1a agent {Actor's representative}; 6a cast {Group of actors}; 10a ogle {Eye desirously}; 14a toner {Copy machine powder}; 15a Otto {German king who became an early Holy Roman Emperor}; 16a lies {Whoppers}; 17a hasty {Rushed, as a decision}; 21a AOL {I.M. provider}; 22a atilt {Slanted}; 27a metal {Almost any element whose name ends in -ium}; 29a seniors {12th graders}; 32a are {"___ you kidding?!"}; 33a tri- {Three: Prefix}; 34a tau {Letter after sigma}; 39a emit {Give off}; 41a AAA {Motorists' org.}; 42a pvt. {Lowest-ranking G.I.}; 43a pen {Paper Mate product}; 44a CNN {"Larry King Live" channel}; 45a weasels {Sneaky types}; 49a Anglo {Latino's Yankee buddy}; 53a tsars {Rulers until 1917}; 55a and {"What's more ..."}; 56a in a {All ___ day's work}; 59a amber {Shade of yellow}; 61a ooze {Slime}; 62a edge {Boundary}; 63a Milne {"Winnie-the-Pooh" writer}; 64a oles {Cheers for the matador}; 65a toad {Warty hopper}; 66a press {Newspapers collectively}.

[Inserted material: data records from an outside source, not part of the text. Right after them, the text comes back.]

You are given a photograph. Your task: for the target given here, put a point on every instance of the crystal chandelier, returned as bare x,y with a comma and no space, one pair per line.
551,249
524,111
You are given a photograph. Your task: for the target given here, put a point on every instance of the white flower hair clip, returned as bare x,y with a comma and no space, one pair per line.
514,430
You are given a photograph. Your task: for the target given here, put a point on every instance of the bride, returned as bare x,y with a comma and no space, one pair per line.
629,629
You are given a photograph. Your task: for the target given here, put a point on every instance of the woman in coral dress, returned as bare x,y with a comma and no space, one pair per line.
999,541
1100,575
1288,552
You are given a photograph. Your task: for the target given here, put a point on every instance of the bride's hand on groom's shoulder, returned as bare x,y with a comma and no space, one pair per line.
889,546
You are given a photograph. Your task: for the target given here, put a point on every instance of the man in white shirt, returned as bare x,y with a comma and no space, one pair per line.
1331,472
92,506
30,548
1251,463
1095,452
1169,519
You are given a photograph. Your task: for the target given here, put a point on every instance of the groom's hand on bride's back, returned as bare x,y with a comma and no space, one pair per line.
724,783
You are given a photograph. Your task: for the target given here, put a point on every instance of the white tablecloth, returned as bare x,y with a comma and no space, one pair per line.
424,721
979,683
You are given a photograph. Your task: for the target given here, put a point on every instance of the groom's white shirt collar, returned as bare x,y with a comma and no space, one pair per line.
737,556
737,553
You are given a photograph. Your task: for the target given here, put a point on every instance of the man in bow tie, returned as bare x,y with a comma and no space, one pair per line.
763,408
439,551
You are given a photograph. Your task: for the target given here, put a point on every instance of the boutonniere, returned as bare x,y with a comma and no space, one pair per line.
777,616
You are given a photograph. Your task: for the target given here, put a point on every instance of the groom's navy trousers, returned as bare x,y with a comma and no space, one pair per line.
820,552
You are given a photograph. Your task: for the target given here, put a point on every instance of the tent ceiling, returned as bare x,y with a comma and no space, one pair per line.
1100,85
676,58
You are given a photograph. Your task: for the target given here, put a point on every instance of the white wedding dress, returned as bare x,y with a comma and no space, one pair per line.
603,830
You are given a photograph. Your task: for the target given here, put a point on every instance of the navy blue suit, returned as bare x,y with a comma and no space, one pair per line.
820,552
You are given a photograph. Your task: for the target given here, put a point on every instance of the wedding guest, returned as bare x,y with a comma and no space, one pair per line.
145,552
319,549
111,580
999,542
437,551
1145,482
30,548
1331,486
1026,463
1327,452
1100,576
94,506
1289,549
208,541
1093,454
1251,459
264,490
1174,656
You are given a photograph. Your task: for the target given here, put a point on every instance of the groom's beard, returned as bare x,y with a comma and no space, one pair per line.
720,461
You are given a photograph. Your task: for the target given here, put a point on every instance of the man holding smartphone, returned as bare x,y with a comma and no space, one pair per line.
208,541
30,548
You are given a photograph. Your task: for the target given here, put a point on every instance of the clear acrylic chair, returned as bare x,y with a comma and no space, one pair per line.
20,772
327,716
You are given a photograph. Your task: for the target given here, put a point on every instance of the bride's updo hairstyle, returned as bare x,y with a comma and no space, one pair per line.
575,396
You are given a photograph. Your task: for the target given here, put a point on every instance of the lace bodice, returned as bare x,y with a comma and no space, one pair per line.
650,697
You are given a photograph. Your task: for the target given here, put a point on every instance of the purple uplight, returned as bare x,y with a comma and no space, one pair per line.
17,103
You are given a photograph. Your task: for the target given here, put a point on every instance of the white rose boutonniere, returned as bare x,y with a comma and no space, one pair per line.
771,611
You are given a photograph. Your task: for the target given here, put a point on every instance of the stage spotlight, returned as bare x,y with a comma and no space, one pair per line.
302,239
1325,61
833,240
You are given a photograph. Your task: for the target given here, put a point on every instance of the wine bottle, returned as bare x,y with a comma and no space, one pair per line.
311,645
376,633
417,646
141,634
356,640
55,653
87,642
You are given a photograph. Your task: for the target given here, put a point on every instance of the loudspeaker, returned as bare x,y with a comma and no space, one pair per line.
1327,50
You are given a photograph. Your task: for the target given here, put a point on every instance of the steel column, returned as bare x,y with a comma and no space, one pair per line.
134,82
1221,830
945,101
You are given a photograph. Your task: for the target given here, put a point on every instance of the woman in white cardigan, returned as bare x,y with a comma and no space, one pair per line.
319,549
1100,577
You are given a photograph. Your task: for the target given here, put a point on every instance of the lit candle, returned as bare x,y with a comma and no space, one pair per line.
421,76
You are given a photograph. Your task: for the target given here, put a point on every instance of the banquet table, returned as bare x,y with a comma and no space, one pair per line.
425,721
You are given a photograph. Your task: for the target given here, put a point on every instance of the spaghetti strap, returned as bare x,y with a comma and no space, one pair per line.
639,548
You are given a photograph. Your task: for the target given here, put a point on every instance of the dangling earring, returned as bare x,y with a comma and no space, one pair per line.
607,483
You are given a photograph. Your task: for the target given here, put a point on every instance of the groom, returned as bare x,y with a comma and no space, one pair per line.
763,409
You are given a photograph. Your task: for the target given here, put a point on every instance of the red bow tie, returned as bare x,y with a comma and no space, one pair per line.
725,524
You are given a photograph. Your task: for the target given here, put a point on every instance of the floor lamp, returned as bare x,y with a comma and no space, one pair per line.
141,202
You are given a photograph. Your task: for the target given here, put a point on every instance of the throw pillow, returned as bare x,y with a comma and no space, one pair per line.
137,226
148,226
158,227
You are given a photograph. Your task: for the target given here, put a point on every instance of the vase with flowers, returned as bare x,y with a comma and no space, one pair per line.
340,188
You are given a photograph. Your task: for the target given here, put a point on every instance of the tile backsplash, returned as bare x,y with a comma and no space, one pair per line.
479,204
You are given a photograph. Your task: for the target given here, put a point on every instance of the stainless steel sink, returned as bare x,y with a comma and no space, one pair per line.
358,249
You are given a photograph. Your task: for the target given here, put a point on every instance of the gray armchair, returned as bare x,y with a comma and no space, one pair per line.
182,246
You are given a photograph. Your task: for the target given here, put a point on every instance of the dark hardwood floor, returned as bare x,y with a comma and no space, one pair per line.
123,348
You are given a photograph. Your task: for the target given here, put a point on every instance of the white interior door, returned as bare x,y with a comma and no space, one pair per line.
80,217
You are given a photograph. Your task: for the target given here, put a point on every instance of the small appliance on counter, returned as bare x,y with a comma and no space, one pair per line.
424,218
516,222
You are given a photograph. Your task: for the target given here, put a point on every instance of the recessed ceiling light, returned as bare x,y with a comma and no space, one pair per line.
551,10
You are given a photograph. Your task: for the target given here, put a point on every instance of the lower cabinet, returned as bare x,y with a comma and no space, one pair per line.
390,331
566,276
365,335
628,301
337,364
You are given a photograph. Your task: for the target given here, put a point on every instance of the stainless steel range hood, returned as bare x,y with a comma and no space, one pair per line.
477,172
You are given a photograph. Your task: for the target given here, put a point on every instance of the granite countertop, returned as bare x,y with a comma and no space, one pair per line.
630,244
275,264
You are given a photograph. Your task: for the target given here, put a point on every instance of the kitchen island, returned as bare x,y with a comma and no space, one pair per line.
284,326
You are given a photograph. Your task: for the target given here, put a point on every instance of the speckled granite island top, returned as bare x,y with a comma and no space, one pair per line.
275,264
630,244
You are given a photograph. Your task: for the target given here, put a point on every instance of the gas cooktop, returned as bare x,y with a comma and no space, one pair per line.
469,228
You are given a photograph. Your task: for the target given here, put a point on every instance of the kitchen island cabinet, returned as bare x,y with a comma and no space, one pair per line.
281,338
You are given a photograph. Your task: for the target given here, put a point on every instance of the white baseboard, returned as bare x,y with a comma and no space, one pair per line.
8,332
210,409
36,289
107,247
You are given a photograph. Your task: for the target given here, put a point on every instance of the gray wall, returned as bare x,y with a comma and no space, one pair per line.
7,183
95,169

1d Athens {Parthenon's site}; 2d goalie {Only soccer player who can throw the ball}; 3d ensign {Junior naval officer}; 4d net {Kind of profit or loss}; 5d try {Take a stab at}; 6d cocoas {Hot winter drinks}; 7d atoll {Ring-shaped island}; 8d Stu {Disco guy on "The Simpsons"}; 9d toga {"Animal House" garb}; 10d oldie {Radio blast from the past}; 11d girl talk {Chitchat at a sweet sixteen sleepover}; 12d leotard {Ballerina's tight-fitting attire}; 13d ESP {Meeting of the minds, for short?}; 19d html {WWW letters}; 21d African {From Niger or Nigeria}; 24d hit it {Bandleader's "Let's go!"}; 25d tort {Wrongful act}; 26d lean {Low in fat}; 31d suspend {Discontinue for now}; 34d tea {Black or green drink}; 35d antsy {Restless}; 36d king-size {Really big, as a mattress}; 39d EPA {Clean Air Act org.}; 40d menthol {18-Across ingredient}; 44d cork {It's popped on New Year's Eve}; 45d winked {Sent an eye signal}; 46d edible {Fit for consumption}; 47d linens {White sale items}; 50d lanes {Places to make 48-Down}; 52d Kanga {Roo's mom in "Winnie-the-Pooh"}; 54d stet {"Do not change," to an editor}; 57d too {Likewise}; 58d ado {Hustle and bustle}; 59d amp {Measure of electric current}; 60d Mir {Onetime space station}.